Introduction

Impingement in total hip arthroplasty (THA) is associated with reduced range of motion (ROM), higher risk of dislocation, component wear, and finally patient dissatisfaction [13]. In general impingement can occur between bony, prosthetic, and/or soft tissue structures [4, 5] (Fig. 1). Intra-operatively the orthopaedic surgeon aims to find an optimized implant position to guarantee an impingement free ROM post-operatively. Therefore, trial implants are used enabling intra-operative ROM testing. In case of impingement within ROM benchmarks required for activities of daily living (ADL) [68], different intra-operative options exist such as implant reorientation, offset increase or resection of osteophytes [9, 10]. However, intra-operative ROM estimation by eye harbors the risk of misinterpretation. Previous studies have shown the difficulty of intra-operatively preventing impingement by visual implant orientation [11]. In contrast, technical progress has developed biomathematical models to prevent impingement [12]. However, these algorithms focus on prosthetic impingement without accounting for soft tissue. Similarly, 3D-CT analysis offer information about prosthetic and bony impingement without considering soft tissue structures [13]. Although THA is one of the most common and successful orthopaedic procedures, there is nonetheless little published information concerning the impact of soft tissue on impingement free ROM compared to bony and/or prosthetic impingement.

Fig. 1
figure 1

Soft tissue impingement in THA. Soft tissue structures additionally contribute to impingement in THA besides bony structures and prosthetic components

In the current study we (1) aimed to investigate the intra-operative ROM, restricted by soft tissue, in minimally-invasive THA through an anterolateral approach in a lateral decubitus position compared to prosthetic and/or bony impingement. Furthermore, we (2) researched into correlations with anthropometric patient data (ASA, BMI, Kellgren-Lawrence index, incision length, treatment side, and sex) and implant geometries (cup size, stem size, stem geometry).

Patients and methods

Study flow and ethics

In the course of a registered, prospective controlled trial (DRKS00000739, German Clinical Trials Register) 54 patients underwent cementless THA using imageless navigation. Post-operatively, all patients received 3D-CT. This investigation was approved by the local Ethics Commission (10-121-0263). The current study is a subgroup analysis from a larger cohort [11]. Baseline characteristics of all patients included in this analysis are displayed in Table 1.

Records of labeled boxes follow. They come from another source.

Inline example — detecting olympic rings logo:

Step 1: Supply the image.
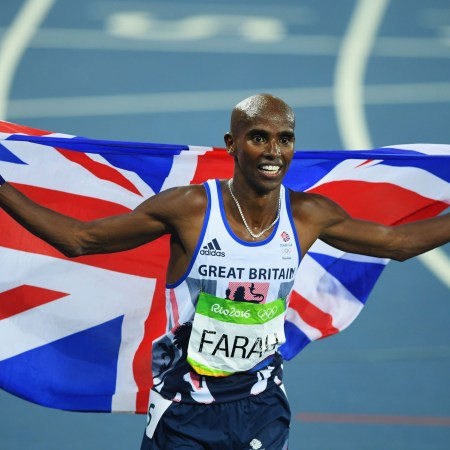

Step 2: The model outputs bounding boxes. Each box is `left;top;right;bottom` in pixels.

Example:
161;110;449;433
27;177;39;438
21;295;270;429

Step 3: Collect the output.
258;305;278;320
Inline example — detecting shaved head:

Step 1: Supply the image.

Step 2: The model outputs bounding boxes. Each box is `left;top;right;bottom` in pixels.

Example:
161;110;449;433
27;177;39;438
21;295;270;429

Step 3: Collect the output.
230;94;295;135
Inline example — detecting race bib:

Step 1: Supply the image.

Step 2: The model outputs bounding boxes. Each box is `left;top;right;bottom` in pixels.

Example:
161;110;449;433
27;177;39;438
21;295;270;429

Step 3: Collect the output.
187;292;286;377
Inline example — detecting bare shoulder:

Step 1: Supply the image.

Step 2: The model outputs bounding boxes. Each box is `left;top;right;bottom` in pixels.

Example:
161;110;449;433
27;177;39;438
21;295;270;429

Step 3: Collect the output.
136;184;207;222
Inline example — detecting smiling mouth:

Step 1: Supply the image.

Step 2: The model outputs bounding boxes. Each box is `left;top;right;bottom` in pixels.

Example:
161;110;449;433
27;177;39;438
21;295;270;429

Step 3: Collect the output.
259;164;281;176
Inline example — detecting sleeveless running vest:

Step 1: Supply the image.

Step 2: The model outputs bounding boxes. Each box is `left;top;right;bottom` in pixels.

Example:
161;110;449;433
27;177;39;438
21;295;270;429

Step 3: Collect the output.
152;180;301;403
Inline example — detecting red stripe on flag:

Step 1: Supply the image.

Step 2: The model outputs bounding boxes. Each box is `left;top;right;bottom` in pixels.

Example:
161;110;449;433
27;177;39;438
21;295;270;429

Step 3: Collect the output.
191;148;233;184
309;180;448;225
56;148;142;197
0;120;52;136
289;291;340;338
133;268;169;414
0;284;69;320
0;184;168;278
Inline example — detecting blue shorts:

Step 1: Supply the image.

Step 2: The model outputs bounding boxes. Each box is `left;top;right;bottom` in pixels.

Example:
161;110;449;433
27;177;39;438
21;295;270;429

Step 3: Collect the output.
141;386;291;450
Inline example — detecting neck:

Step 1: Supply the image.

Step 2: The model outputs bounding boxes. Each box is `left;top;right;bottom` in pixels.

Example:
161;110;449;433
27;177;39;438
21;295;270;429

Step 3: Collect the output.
228;179;281;239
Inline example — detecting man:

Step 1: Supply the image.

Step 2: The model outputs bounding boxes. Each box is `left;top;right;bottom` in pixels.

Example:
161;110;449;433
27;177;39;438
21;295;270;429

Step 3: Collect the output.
0;94;450;450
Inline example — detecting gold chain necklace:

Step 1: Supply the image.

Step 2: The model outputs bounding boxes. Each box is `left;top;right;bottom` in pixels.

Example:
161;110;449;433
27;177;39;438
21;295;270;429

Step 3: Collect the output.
228;178;281;239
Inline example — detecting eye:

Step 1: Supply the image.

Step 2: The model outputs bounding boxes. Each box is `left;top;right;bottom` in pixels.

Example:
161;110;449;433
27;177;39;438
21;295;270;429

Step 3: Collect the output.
253;134;265;144
280;136;292;145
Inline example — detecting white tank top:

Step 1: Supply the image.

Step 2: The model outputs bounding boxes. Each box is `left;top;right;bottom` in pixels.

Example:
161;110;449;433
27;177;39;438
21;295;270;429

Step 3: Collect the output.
153;180;301;401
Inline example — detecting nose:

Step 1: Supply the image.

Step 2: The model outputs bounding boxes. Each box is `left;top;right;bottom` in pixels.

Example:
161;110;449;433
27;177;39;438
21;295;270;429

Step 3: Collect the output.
268;139;281;156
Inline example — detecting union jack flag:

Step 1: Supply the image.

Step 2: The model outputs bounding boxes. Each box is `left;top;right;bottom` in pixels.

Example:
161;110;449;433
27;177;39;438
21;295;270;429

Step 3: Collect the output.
0;122;450;413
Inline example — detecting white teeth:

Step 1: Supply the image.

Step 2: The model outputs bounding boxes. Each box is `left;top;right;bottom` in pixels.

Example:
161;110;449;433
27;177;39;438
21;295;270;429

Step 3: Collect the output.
261;166;280;172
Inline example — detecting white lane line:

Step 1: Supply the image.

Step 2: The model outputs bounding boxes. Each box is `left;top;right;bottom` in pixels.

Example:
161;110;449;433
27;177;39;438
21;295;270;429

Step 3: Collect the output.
335;0;388;150
335;0;450;288
0;0;55;119
0;27;450;59
8;83;450;118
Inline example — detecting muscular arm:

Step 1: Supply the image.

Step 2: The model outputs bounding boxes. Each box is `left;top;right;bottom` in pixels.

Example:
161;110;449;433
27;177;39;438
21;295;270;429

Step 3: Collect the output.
0;183;200;257
296;194;450;261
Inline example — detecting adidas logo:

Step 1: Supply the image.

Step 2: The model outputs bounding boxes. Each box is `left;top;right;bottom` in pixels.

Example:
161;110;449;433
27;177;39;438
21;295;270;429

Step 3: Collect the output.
200;238;225;258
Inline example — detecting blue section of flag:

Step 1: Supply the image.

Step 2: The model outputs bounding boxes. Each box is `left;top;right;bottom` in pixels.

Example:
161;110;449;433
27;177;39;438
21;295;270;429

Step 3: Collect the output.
0;316;123;411
102;154;178;193
7;134;189;157
308;252;385;303
280;320;311;360
283;156;342;191
0;144;26;164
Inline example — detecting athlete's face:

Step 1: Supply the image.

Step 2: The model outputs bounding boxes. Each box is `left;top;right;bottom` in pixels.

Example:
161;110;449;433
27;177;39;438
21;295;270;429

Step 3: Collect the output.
225;103;295;192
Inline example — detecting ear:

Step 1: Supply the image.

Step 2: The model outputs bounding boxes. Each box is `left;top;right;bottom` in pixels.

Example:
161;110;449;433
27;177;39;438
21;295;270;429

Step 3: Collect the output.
223;131;235;155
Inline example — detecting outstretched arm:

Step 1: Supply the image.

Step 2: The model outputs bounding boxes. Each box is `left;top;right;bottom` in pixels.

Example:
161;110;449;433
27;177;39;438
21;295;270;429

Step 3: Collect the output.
294;194;450;261
0;179;188;257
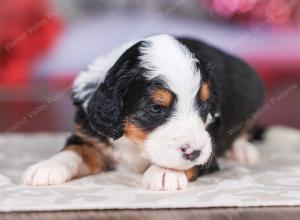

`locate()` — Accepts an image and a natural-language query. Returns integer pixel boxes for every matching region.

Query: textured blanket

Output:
[0,130,300,211]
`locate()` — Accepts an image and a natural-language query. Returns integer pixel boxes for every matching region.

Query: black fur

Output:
[74,37,263,178]
[87,42,146,139]
[178,38,263,155]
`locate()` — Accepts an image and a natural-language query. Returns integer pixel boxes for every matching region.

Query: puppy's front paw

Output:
[22,152,78,186]
[143,165,188,191]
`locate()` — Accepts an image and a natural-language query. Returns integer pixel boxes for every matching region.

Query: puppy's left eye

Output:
[149,104,162,114]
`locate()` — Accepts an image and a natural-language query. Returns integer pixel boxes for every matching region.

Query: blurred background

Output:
[0,0,300,133]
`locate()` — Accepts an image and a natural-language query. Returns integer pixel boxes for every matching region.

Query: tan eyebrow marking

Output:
[151,88,173,107]
[199,82,210,102]
[124,119,147,143]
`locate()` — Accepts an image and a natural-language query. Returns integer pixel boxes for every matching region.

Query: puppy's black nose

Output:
[183,150,201,161]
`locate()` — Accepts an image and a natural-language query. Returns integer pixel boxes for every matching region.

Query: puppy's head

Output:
[87,35,216,169]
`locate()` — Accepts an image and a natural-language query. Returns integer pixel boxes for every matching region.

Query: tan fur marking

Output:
[124,120,147,144]
[151,89,172,107]
[74,125,99,145]
[199,82,210,102]
[64,144,113,173]
[185,167,198,182]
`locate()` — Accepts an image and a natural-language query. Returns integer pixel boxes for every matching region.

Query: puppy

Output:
[23,35,263,191]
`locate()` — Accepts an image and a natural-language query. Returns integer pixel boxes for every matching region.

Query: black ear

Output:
[87,83,123,139]
[87,42,144,139]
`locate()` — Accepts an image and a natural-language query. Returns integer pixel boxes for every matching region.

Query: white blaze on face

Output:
[141,35,212,169]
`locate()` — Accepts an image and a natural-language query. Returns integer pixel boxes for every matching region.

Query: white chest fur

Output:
[113,137,150,173]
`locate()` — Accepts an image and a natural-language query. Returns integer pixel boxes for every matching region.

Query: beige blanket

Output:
[0,133,300,211]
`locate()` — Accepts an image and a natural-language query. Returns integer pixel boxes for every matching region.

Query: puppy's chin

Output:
[144,140,212,170]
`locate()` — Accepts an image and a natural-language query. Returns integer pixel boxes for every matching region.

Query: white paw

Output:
[22,151,80,186]
[143,165,188,191]
[225,138,260,165]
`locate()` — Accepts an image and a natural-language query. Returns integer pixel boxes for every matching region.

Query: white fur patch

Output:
[22,151,86,186]
[141,35,212,169]
[225,138,259,165]
[143,165,188,191]
[264,126,300,145]
[113,137,149,173]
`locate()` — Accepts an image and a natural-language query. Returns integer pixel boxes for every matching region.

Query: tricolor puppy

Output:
[23,35,263,190]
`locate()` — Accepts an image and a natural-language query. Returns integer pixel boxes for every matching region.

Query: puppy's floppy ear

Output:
[87,42,143,139]
[87,83,123,139]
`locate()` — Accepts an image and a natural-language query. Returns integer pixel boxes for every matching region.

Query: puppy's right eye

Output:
[149,104,162,114]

Table 1 Characteristics of the study group (54 patients)

Patients

Patients admitted for primary cementless unilateral (minimal or no osteoarthritis of the contralateral hip) THA due to primary or secondary osteoarthritis between the ages of 50 and 75 with an ASA (American Society of Anesthesiologists) score ≤ 3 were recruited at our Department of Orthopaedic Surgery between December 2011 and February 2013. Exclusion criteria according to the criteria of the primary outcome were coxarthritis secondary to hip dysplasia, post-traumatic hip deformities, and prior hip surgery. In the navigated arm out of 66 patients, four did not receive the allocated intervention. In detail, two patients needed an offset liner (+4 mm) for a sufficient reconstruction of the acetabular offset, and one patient needed a cemented stem. These patients were excluded according to the study protocol. In one case the navigation system shut down during the procedure, and registration was lost. Three patients withdrew their informed consent, refused further participation in the study and were regarded as dropouts. For three patients CT data were not available. Navigated soft tissue measurements were not performed with two patients. The remaining 54 navigated cases were included for analysis. Anthropometric characteristics are shown in Table 1.

Operative procedures

THAs were performed by four experienced orthopaedic surgeons (JG, TR, ES, MW) from Regensburg University Medical Center. All operations were performed with the patient in lateral decubitus position through a minimally invasive anterolateral approach to the hip after an intermuscular and interneural tissue plane between the tensor muscle and the gluteus medius muscle [14]. During the procedure the patient was secured by two stiff patient positioners on the proximal part of the sacrum and on the symphysis. Press fit components (Pinnacle; DePuy, Warsaw, IN, USA) and cement-free hydroxyapatite-coated stems (Corail; DePuy Warsaw, IN, USA) were used. The tribologic pairing consisted of polyethylene liners and metal heads with a diameter of 32 mm. Operations were performed in hemispinal anesthesia with additional sedatives providing a maximum of relaxation.

An imageless navigation system (Hip 6.0 prototype, Brainlab, Feldkirchen, Germany) was used for all procedures. Imageless navigation provides accurate and reproducible intra-operative measurement of ROM independently of patient/pelvic positioning. In literature it has been shown that the mean difference in ROM analyses between 3D-CT and imageless navigation technology lies under 5° [15]. The registration process for navigated THA in a lateral decubitus position has been described previously [1618]. Reference pins (two Kirschner wires of 3.2 mm diameter) were fixed into the anterior iliac crest and into the ventrolateral third of the distal femur. The four points defining the anterior pelvic plane (APP, anterior superior iliac spines, and pubic tubercles) were registered using a reference pointer positioned on the skin’s surface. On the femoral side, the medial and lateral aspects of the epicondyles and ankle points were registered [11].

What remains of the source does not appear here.